I think there’s something to this—people who are willing to pay more but feel boxed in by subscriptions—but I’m not sure what the answer is. I assume that the reason subscriptions are usually accompanied by price increases is that a sizable number of customers drop out when that’s the only choice. But if you start with the baseline of a subscription business model and want to let some users opt for a perpetual license, clearly it has to be priced even higher than the yearly subscription or you’ll lose most of the subscribers. Of course, you could skip the subscription option and just raise the price. But then you end up charging the same price for someone who’s only selling 51 items or only during the summer as for someone selling thousands of items throughout a year. It’s hard.

David Smith (tweet):

One of the main reasons I have stayed away from them so far is that there is always something tricky about making subscriptions feel good for customers. One of the reasons so many businesses like them is that you set it up once and then the customer doesn’t have to continue taking action to keep paying you. Which is great as long as the user wants to keep paying you, but super sketchy if they don’t.

There is a concept in user interface design called the Principle of Least Surprise, where you want to design systems in such a way that they surprise their users least. I think a similar concept applies to subscription pricing. The ideal (from a user friendliness perspective, not best business perspective) system for customer subscriptions should never surprise the customer with a charge. The customer should always be happy to see a charge appear on their credit card.

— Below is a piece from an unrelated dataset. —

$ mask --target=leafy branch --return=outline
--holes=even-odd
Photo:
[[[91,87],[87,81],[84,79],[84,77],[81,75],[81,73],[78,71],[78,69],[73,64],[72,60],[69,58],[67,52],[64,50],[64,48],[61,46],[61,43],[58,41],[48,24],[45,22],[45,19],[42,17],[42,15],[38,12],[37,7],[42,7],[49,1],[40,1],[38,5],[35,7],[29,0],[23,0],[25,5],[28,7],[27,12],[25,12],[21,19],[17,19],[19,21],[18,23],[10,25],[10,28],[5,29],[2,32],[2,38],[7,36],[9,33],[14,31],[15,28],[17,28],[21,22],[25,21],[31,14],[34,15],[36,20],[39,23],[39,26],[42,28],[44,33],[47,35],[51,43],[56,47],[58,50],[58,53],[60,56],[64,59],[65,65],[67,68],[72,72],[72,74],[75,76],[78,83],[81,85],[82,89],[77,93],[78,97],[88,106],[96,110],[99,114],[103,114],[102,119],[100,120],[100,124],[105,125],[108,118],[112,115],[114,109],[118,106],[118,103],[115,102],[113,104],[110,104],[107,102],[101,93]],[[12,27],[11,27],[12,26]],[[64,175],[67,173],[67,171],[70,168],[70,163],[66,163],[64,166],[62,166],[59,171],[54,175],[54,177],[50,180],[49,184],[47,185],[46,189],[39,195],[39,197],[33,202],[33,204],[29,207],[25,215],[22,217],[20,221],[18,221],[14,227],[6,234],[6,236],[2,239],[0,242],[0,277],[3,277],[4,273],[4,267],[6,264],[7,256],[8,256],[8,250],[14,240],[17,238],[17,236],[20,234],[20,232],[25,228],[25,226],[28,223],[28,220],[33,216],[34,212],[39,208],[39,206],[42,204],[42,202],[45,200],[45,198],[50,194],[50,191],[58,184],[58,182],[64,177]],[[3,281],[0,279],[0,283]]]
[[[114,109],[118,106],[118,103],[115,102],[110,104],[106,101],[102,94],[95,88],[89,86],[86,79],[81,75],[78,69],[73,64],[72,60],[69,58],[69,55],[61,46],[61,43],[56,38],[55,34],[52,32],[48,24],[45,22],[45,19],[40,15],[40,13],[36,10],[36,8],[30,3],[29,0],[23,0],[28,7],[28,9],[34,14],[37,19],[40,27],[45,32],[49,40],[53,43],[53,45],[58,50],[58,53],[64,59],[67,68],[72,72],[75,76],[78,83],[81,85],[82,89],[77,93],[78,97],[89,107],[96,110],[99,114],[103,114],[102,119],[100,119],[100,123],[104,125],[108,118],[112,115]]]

In other words, their subscription payments should always be Intentional.

Joe Cieplinski:

As far as being able to cancel your subscription right from the notification itself is concerned, I think this sounds better on paper than it would be in practice. People don’t read their notifications carefully. I see a ton of people accidentally unsubscribing to apps, then getting super confused when their apps no longer work. This would lead to increased support load for everyone. Tapping on the notification should take you directly to the subscriptions page on the App Store, however.

Previously: Productivity Apps and Subscription Pricing.

Update (2019-08-13): See also Garage Sale 8 subscription price, Grief From Transitioning to Subscriptions.

2 Comments RSS · Twitter

What's his beef with 1Password? Did they recently change their pricing?

The only subscriptions that I have right now are to Carrot Weather ($4/year) and 1Password ($30/year). That seems fair to me for extended weather data (which Carrot has to pay for) and a service which secures my passwords and other sensitive data (and which works on iOS/Mac/Linux/Win). Both apps are updated regularly and have excellent support. The value is obvious. I also subscribe to Apple's iTunes Match and News+ services because again, the value is obvious (the News interface sucks, yeah).

But all of the basic apps that want like $5+ per month, just ... because subscriptions are easy money? ... but don't actually provide much ongoing value or an actual service are crazy. It's more like their rationale is "pay me $8/month for the privilege of using my app". Sorry, no. Your app is worth $8, period. Not $8 every month! And if you put effort into making your app demonstrably better in the future (and not just fixing bugs), then make a version 2.0 and charge me again for it. Earn my business, don't take it for granted.